The word strategy comes from the ancient Greek for “general,” specifically for a general on campaign on the field. Cynthia A. Montgomery refers to this definition in her book The Strategist. She stated, “In business, strategy is a company’s campaign in the marketplace: the domain in which it competes, and what it wants to accomplish.”
Why do you need a strategy?
Whatever your definition of strategy is, it has little value if it does not offer you the backbone and guidance you need daily when making decisions. When you have a solid strategy, you know whether to submit a specific bid, start a new client relationship, or expand to new business areas.
If you have defined your company’s strategy in writing, closely examine the document. If your strategy is more like a mindset, this might be the time to write it down and be more explicit about your priorities, goals, and guiding principles.
A well-articulated strategy helps align your team, clarify decision-making, and ensure everyone moves in the same direction. Otherwise, you risk drifting into reactive decision-making, missing opportunities, or investing resources in initiatives that don’t serve your long-term vision. Strategy is not just a document—it’s a commitment to a deliberate and focused way of doing business.

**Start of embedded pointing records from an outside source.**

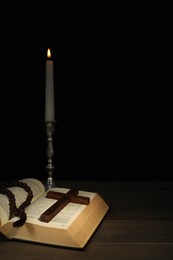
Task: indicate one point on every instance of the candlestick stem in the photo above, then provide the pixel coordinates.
(50, 128)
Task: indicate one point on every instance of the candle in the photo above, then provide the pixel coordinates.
(49, 95)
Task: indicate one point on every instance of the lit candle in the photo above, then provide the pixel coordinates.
(49, 97)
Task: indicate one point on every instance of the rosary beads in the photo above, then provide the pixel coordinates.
(14, 211)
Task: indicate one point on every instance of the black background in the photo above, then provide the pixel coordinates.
(113, 81)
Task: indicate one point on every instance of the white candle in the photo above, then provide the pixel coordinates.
(49, 95)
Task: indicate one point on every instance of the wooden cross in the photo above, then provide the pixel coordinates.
(63, 200)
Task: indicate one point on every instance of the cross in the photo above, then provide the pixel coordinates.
(63, 200)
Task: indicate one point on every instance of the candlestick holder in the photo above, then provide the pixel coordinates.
(50, 129)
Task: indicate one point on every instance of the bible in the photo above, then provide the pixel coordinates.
(60, 216)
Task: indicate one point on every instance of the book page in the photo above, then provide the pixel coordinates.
(20, 195)
(64, 218)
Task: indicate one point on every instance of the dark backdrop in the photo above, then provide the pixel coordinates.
(113, 81)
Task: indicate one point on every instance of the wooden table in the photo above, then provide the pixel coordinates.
(138, 226)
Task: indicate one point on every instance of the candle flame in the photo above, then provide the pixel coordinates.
(48, 53)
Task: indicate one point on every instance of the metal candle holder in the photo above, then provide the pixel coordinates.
(50, 129)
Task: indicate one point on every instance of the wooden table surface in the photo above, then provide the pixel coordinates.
(138, 226)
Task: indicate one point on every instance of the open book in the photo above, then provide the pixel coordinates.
(71, 227)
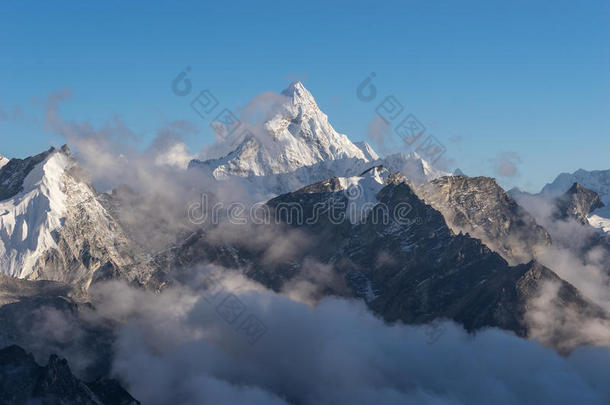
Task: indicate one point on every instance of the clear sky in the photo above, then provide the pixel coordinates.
(527, 81)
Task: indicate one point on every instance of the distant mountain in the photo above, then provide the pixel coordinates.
(595, 180)
(23, 381)
(577, 203)
(52, 226)
(298, 135)
(400, 257)
(480, 207)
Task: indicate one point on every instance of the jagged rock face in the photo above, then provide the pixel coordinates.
(402, 259)
(3, 161)
(480, 207)
(49, 317)
(299, 147)
(597, 181)
(14, 172)
(53, 227)
(577, 203)
(23, 381)
(298, 135)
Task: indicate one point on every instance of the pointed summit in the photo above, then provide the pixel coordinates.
(298, 136)
(300, 96)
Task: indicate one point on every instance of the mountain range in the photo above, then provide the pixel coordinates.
(414, 243)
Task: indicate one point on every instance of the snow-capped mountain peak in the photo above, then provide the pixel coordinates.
(3, 161)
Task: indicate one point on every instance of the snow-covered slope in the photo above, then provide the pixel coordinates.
(53, 227)
(595, 180)
(28, 220)
(299, 147)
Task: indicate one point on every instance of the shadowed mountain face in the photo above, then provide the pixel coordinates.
(14, 172)
(23, 381)
(480, 207)
(401, 258)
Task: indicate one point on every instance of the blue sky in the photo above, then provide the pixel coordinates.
(487, 78)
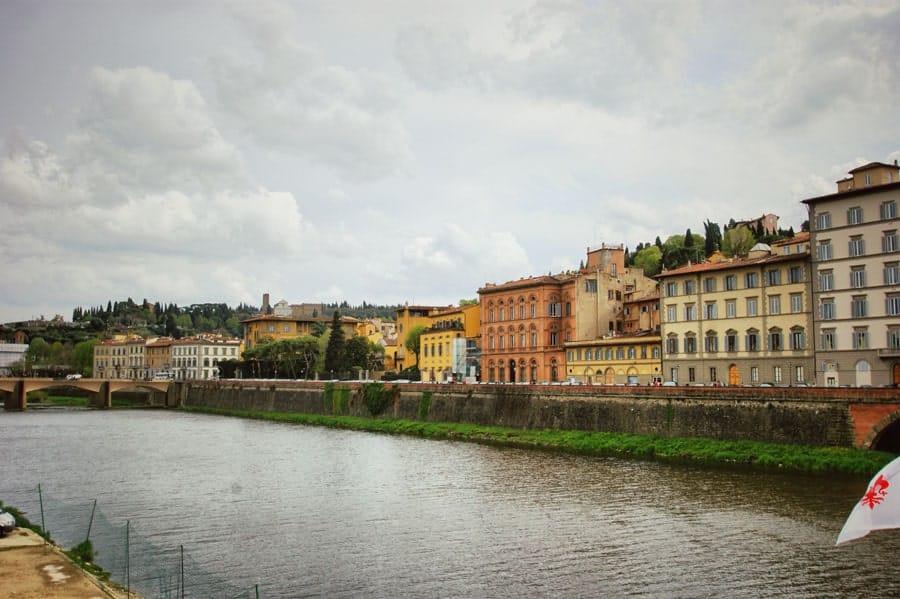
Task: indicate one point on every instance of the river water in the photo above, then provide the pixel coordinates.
(313, 512)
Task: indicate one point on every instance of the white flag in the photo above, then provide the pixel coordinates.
(879, 507)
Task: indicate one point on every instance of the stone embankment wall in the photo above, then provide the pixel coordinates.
(813, 416)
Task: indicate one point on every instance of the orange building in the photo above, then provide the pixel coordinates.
(523, 327)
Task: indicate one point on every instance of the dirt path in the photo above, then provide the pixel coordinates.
(32, 569)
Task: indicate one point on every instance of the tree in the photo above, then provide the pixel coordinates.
(357, 354)
(713, 237)
(334, 352)
(737, 241)
(413, 341)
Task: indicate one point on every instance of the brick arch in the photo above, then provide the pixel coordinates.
(871, 420)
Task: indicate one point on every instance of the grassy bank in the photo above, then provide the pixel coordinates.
(740, 454)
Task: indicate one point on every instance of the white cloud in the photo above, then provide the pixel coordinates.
(286, 95)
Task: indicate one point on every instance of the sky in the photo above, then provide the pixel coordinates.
(409, 151)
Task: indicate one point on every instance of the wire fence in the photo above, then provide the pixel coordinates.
(133, 562)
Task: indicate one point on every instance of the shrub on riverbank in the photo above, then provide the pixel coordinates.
(743, 454)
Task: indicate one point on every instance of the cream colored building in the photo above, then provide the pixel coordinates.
(740, 321)
(856, 261)
(449, 348)
(618, 360)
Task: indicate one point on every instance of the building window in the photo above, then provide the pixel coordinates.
(776, 343)
(892, 304)
(860, 338)
(828, 339)
(889, 242)
(672, 344)
(826, 309)
(798, 339)
(711, 342)
(751, 341)
(671, 313)
(690, 312)
(752, 308)
(892, 273)
(731, 341)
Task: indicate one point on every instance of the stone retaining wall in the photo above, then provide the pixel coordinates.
(817, 417)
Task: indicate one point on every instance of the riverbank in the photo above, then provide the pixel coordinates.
(32, 568)
(737, 454)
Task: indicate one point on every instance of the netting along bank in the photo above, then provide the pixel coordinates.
(131, 560)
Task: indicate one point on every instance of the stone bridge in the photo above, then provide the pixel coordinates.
(16, 389)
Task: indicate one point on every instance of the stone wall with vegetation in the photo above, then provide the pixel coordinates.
(817, 417)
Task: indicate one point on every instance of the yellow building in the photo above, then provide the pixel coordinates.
(616, 360)
(449, 348)
(740, 321)
(277, 328)
(408, 318)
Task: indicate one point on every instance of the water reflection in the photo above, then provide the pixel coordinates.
(324, 513)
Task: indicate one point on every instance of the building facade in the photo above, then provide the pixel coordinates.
(740, 321)
(631, 359)
(449, 349)
(856, 262)
(523, 327)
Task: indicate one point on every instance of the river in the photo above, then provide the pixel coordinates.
(298, 511)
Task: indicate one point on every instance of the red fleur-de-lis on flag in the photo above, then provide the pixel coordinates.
(876, 493)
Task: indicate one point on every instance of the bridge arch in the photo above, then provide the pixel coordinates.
(885, 434)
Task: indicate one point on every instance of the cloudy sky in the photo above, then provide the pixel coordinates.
(409, 151)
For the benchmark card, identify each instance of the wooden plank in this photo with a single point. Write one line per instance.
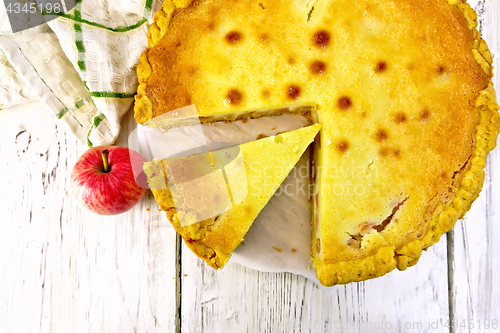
(476, 274)
(65, 269)
(238, 299)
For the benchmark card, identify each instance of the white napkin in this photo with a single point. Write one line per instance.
(81, 65)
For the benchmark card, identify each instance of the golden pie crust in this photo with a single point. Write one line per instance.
(402, 88)
(214, 239)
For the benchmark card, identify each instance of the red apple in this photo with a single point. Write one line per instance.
(103, 179)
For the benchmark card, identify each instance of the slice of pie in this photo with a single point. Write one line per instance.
(402, 89)
(212, 199)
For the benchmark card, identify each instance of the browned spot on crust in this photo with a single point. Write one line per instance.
(343, 146)
(293, 91)
(380, 67)
(344, 103)
(381, 135)
(400, 118)
(425, 115)
(234, 37)
(321, 39)
(234, 96)
(318, 67)
(261, 136)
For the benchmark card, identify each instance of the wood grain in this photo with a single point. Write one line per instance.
(63, 268)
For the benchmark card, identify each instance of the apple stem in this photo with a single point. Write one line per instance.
(105, 153)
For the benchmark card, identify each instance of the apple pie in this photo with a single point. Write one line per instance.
(213, 198)
(402, 89)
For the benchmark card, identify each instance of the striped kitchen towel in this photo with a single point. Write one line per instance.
(82, 64)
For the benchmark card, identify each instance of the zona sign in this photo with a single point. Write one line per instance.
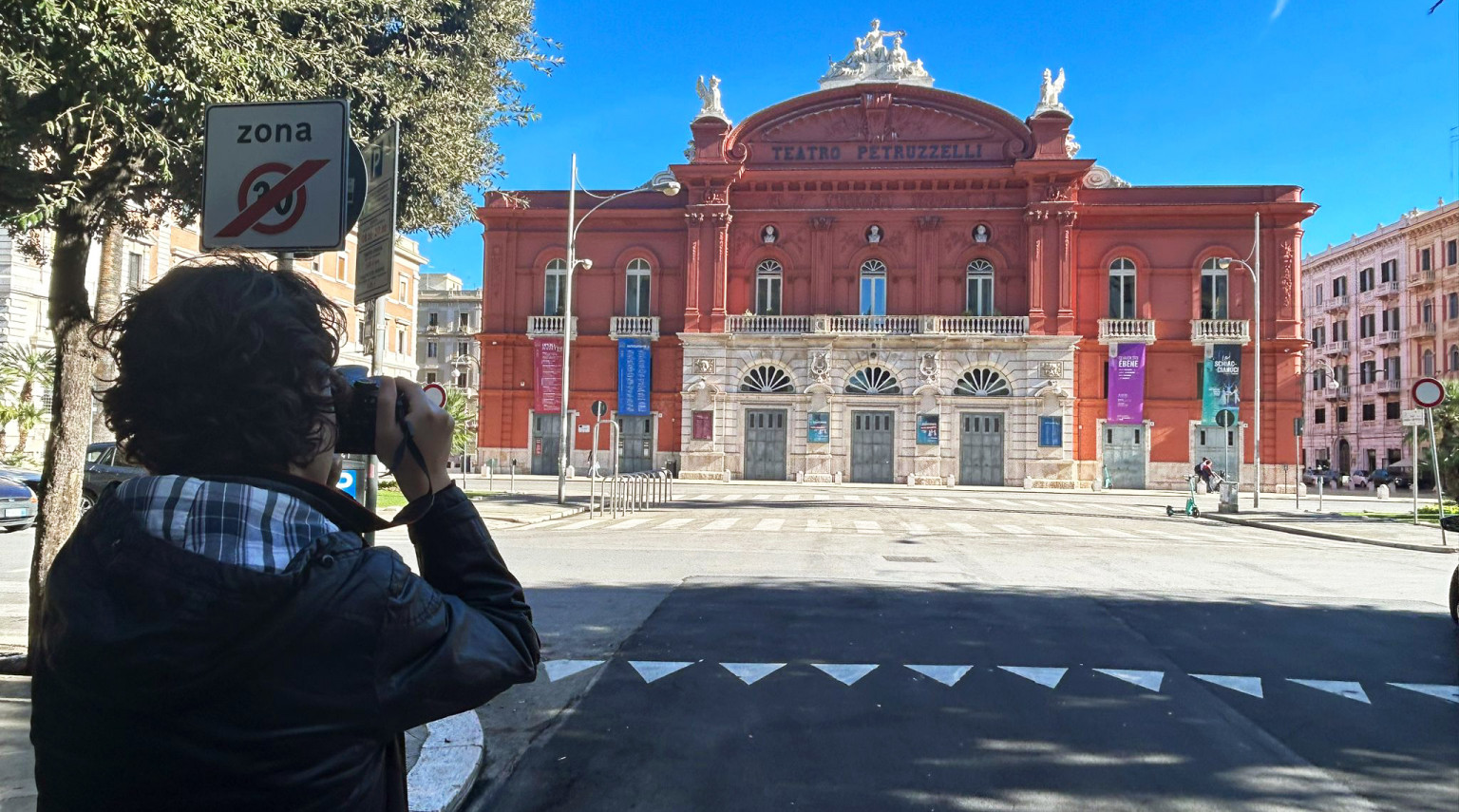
(1429, 392)
(276, 175)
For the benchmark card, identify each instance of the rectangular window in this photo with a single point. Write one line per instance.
(553, 293)
(636, 297)
(767, 293)
(1214, 300)
(873, 293)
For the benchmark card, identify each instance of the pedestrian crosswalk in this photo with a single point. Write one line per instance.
(1047, 526)
(1053, 678)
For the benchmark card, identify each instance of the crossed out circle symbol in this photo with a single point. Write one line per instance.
(256, 184)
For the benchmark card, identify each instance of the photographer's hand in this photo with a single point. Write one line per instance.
(430, 427)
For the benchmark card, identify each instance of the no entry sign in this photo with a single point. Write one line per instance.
(275, 175)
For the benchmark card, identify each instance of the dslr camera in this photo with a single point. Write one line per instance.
(355, 410)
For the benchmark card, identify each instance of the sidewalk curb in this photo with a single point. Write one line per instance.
(448, 763)
(1325, 536)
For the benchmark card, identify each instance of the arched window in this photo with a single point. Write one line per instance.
(556, 288)
(873, 381)
(767, 278)
(982, 384)
(636, 302)
(1122, 289)
(767, 379)
(979, 288)
(873, 288)
(1214, 291)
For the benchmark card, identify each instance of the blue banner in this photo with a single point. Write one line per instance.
(634, 376)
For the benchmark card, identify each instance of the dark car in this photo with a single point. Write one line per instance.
(18, 504)
(105, 465)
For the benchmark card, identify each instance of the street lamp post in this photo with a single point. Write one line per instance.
(1257, 291)
(661, 182)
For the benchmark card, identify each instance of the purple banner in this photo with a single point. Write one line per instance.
(1127, 386)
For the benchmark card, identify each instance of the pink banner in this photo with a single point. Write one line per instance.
(1127, 386)
(547, 365)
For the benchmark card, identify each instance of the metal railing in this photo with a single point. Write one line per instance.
(619, 495)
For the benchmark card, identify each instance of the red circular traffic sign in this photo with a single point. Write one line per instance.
(1429, 392)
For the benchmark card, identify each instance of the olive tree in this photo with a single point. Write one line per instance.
(103, 119)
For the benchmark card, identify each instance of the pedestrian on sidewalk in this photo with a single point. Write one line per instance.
(217, 636)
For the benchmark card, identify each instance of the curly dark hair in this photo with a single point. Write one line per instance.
(223, 367)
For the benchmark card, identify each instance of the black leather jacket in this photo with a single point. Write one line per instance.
(165, 680)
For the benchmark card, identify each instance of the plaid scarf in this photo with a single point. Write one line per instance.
(228, 522)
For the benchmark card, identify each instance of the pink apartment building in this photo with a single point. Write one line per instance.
(1380, 311)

Do you really have a strategy?
See if you can find answers to the following questions from your strategy. These questions are based on D. C. Hambrick’s and J. W. Fredrickson’s excellent article “Are you sure you have a strategy?” published in Academy of Management Executive, 2005, Vol. 19, No. 4.

1) What are your arenas—where are you active? These include market segments, geographic areas, project types, core technologies, etc. For example, your arena could be health care facilities on the East Coast or renovation of demanding water-crossing bridges and railway bridges. If you try to be everything to everybody, you’ll likely fail.
2) What differentiators allow you to win in our target arenas? Some alternative differentiators include unique expertise, execution speed, superior cost-efficiency, or customer intimacy. In today’s hectic business environment, creating a sustainable differentiator is difficult.
3) What are your vehicles to achieve success? They could be—among others—internal development programs, joint ventures, licensing or franchising programs, alliances, or acquisitions.
4) What is your staging and pricing? What is the sequence and speed of strategic moves? Do you serve small clients and gradually try to move into larger projects? Are you local but plan to be national or international? Some companies want to move one step at a time; others want to leapfrog to a new level.
5) What is your economic logic? How do you tie all the pieces together to satisfy your key stakeholders? For example, you could offer the lowest price through scale, scope, and replication advantages. Alternatively, you might have premium prices due to unmatchable service or proprietary service features
If your strategy answers these fundamental questions unambiguously, you should be proud. I’ve seen too many strategies fail to pass this simple test.
If you are uncertain about these questions, now is an excellent time to review your strategy closely.